Pagi itu, Vid datang terlambat saat perkuliahan sudah dimulai beberapa menit. Sebagai ganjaran, ibu dosen memberinya sanksi dengan bernyanyi menghibur di depan kelas. Bagi Vid yang seorang vokalis di homeband fakultas, hukuman itu tentu saja terasa menyenangkan.

Belum sampai mahasiswa ini bernyanyi, ibu dosen terkejut saat melihat Vid berdiri di depan dengan hanya memakai sandal jepit.

“Vid, kenapa tidak pakai sepatu? Kok pakai sandal jepit?” Kata ibu dosen kaget setengah heran.

Vid yang berpenampilan ala anak band ini pun hanya bisa nyengir sembari menjawab: “Saya lupa, bu.”

Bagi Vid, memakai sandal jepit adalah sebuah kejujuran kepada telapak kakinya. Memakai sandal jepit adalah sebuah kenyamanan, praktis, santai, dan tidak sedang dalam situasi yang banyak aturan.

Jejak Sandal di Berbagai Dunia

Kata sandal berasal dari bahasa Yunani yaitu sandalion yang diturunkan menjadi sandal. Sandal dapat didefinisikan sebagai pelindung telapak kaki dengan tali pengikat yang melewati punggung kaki atau beberapa jenis melewati pergelangan kaki.

Bahan dari sandal bisa terbuat dari kulit, plastik, jerami, logam, atau karet.
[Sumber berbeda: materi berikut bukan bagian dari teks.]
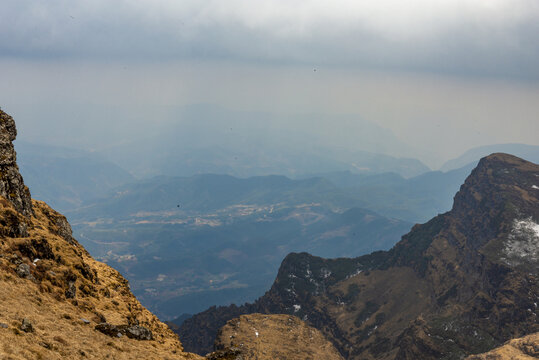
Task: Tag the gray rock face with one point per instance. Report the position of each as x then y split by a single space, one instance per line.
23 270
71 291
26 325
11 183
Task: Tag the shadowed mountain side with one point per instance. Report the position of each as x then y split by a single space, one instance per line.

Sandal paling pas dipakai dalam keadaan panas, iklim kering, daerah berbatu atau kondisi cuaca dan medan yang ekstrim lainnya.

Melihat ke belakang lagi, sekitar 6000 SM perajin sandal di Sumeria mulai menggunakan kulit binatang sebagai bahan utama sandal. Di belahan bumi lainnya, tepatnya di negara bagian Oregon, Amerika Serikat, ditemukan sandal yang terbuat dari kulit di Gua Ford Rock pada tahun 1938. Menurut National Geographic, umurnya berkisar antara 10.500 tahun yang lalu dan dikenakan oleh orang Amerika Utara asli pada waktu itu.

Peradaban Mesir kuno juga mencatatkan kehadiran penggunaan sandal. Ini merujuk pada mural di makam dan kuil-kuil bergambar sandal jepit yang berumur 4000 SM. Sedangkan sepasang sandal jepit Mesir kuno yang dipamerkan di British Museum telah berusia 1500 SM. Sandal tersebut terbuat dari daun lontar dan dalam perkembangannya telah dibuat dengan berbagai macam bahan.

Pengrajin Mesir kuno mahir membuat berbagai sentuhan dalam sandal jepit. Beberapa dibuat dengan desain yang praktis dan sederhana, tapi beberapa lainnya dibuat dengan sangat kaya ornamen dan sentuhan seni. Perbedaan desain ini juga merujuk pada tingkatan status sosial penggunanya. Komposisi dari sandal ini rata-rata terbuat dari daun lontar atau daun kelapa, berkelok-kelok mirip dengan anyaman keranjang yang melingkar.

Sandal Mesir kuno yang menakjubkan ditemukan di makam Raja Tutankhamun. Warnanya didominasi ungu, dengan taburan potongan-potongan emas, kulit pohon birch, tulang dan bahkan potongan kaca hias untuk menambah kesan mewah dan glamor.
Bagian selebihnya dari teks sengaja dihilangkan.